Oggi – dai microfoni di Radio Città del Capo – Patrizio Bianchi, assessore all’Istruzione della giunta Errani e candidato in corsa per le primarie, ha attaccato pesantemente Manca. Bianchi è pronto, invece, a farsi da parte se scendesse in campo Bonaccini e ad appoggiarlo. Il segretario emiliano-romagnolo, però, non ha ancora sciolto la riserva. “Un conto era Bonaccini che era un nome che univa – protesta Bianchi -, Manca è un nome che divide, tra l’altro sulla base di un patto nazionale che passa sopra le nostre teste”. “Manca – insiste – rappresenta una continuità totale rispetto al passato. E’ un uomo che salta fuori da una corrente di partito che è stata forse importante in passato ma che oggi non rappresenta più la totalità del partito e neanche della società civile”. “Dopo le riforme di Renzi – sottolinea – c’e’ bisogno di una Regione nuova e Bonaccini ha rappresentato questa idea di mutamento e innovazione necessaria”. A preferire Bonaccini alla guida dell’Emilia Romagna pure il deputato cuperliano Andrea De Maria.
Si scagliano duramente contro la possibilità che le candidature siano decise da un patto stretto nelle stanze romane del Pd, anche i renziani della prima ora, come il consigliere comunale di Bologna e membro della direzione regionale, Benedetto Zacchiroli, che ha chiesto a Bersani di smentire l’esistenza di questo accordo tra le due correnti democratiche. I renziani di primo rito fanno capo a Matteo Richetti che, qualche settimana fa, ha alzato la mano per candidarsi ma che, secondo voci insistenti, sarebbe prossimo al ritiro.
Critiche arrivano anche dall’area civatiana: “Sarò fuori dal coro, ma a me continua a sembrare singolare che la discussione sul futuro dell’Emilia-Romagna avvenga a Roma” mette in chiaro il consigliere regionale Thomas Casadei che sostiene la corsa alle primarie dell’ex sindaco di Forlì, Roberto Balzani (renziano della prima ora), e che invoca un “confronto vero e primarie, non a Roma ma qui, in un ampio campo democratico e di centrosinistra”.
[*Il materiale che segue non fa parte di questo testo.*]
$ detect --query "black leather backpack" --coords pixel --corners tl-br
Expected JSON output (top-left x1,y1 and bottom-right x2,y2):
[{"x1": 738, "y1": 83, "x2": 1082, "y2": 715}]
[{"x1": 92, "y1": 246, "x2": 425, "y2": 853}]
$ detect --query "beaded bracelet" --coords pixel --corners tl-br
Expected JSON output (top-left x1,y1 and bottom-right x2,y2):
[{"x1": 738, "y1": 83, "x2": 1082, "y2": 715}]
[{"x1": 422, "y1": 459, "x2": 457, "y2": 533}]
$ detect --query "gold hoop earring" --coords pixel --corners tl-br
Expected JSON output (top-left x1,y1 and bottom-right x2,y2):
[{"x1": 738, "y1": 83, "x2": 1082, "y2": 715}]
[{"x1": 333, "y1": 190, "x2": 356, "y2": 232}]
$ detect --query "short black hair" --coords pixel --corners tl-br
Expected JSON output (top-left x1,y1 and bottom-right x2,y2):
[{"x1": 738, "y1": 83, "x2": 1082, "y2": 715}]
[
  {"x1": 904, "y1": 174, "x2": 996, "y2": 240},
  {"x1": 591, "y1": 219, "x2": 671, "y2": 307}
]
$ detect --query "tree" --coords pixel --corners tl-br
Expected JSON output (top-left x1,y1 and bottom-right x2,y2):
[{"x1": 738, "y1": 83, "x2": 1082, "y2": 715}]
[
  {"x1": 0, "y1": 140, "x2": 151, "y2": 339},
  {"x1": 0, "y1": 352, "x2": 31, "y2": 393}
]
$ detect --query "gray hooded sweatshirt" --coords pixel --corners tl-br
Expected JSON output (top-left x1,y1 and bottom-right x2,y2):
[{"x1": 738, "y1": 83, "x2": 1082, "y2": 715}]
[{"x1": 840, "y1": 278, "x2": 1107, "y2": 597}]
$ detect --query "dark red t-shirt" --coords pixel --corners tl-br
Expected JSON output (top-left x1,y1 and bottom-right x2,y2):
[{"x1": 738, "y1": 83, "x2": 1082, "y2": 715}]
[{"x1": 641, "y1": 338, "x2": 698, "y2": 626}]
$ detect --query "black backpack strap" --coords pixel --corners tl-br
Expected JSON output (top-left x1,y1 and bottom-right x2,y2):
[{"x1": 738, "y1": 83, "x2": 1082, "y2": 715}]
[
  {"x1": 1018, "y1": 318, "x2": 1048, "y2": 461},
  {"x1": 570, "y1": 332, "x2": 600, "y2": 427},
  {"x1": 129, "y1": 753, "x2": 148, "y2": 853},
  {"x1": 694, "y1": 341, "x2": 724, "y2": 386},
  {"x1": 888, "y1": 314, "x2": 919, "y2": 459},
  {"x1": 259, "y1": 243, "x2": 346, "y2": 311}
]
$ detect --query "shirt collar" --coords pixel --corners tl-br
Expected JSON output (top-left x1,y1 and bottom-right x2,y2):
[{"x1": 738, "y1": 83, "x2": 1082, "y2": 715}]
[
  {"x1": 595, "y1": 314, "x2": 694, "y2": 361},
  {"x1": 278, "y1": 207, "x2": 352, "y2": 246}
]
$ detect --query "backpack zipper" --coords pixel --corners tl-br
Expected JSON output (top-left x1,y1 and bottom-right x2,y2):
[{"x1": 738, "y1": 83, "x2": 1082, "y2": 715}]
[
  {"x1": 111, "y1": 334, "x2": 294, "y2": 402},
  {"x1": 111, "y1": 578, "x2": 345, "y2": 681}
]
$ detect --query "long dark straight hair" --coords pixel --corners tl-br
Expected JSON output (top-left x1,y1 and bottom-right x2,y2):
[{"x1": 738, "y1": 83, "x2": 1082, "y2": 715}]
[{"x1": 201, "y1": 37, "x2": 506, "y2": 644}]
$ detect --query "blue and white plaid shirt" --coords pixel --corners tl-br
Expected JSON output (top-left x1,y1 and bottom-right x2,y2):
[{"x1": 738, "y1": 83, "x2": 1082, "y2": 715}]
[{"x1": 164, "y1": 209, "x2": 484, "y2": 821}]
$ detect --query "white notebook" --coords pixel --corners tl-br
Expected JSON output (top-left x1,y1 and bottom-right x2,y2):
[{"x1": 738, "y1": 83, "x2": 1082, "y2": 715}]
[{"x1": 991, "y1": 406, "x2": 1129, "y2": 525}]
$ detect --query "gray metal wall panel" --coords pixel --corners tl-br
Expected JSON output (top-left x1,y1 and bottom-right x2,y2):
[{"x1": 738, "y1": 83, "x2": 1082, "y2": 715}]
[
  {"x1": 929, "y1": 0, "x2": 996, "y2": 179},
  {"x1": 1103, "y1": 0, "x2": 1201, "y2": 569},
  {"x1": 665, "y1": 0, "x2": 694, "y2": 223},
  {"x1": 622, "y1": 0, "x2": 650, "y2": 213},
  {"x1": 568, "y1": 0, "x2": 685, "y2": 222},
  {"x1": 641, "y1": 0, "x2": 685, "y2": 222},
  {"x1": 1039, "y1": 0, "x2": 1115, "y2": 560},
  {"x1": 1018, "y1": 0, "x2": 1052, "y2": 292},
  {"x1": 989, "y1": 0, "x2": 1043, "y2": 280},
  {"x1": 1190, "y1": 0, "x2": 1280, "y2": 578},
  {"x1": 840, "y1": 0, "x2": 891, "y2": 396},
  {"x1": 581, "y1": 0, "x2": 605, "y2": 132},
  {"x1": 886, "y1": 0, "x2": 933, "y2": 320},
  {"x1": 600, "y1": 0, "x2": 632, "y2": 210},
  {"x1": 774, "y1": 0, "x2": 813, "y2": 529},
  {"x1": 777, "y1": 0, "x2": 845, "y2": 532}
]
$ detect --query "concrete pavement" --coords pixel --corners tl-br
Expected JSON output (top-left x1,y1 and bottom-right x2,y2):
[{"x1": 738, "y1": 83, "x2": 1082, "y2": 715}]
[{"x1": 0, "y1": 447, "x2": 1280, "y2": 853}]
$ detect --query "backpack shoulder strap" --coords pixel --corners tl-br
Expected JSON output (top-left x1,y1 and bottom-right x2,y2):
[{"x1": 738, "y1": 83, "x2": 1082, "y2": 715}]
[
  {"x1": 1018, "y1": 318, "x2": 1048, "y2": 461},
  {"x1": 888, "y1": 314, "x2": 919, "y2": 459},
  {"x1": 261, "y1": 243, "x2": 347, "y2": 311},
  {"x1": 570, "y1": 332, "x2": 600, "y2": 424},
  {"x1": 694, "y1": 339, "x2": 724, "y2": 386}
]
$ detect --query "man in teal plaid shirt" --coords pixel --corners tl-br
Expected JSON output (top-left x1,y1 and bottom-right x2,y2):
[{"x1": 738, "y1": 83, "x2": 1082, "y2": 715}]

Ma non è finita: contro il patto sul nome di Manca si armano anche i prodiani. Amelia Frascaroli, assessore al Welfare del Comune di Bologna, vicina a Sel e, soprattutto, all’area dell’ex presidente del Consiglio, si schiera con l’assessore Bianchi e invita tutto il centrosinistra a ribellarsi all’accordo su Manca. “Renzi che fa un accordo con Bersani per mettere Manca alla presidenza dell’Emilia-Romagna getta nel più profondo sconforto ogni elettore del centrosinistra – attacca – L’Emilia-Romagna non è un feudo e non accetterà mai il Regno di Errani IV“. Secondo Frascaroli, “spetta a Renzi smentire l’esistenza di questo accordo che potrebbe minare la sua stessa credibilità. Spero che tutta la coalizione si ribelli e si dia finalmente inizio a un nuovo atto che non sia la continuazione di questa sceneggiata”.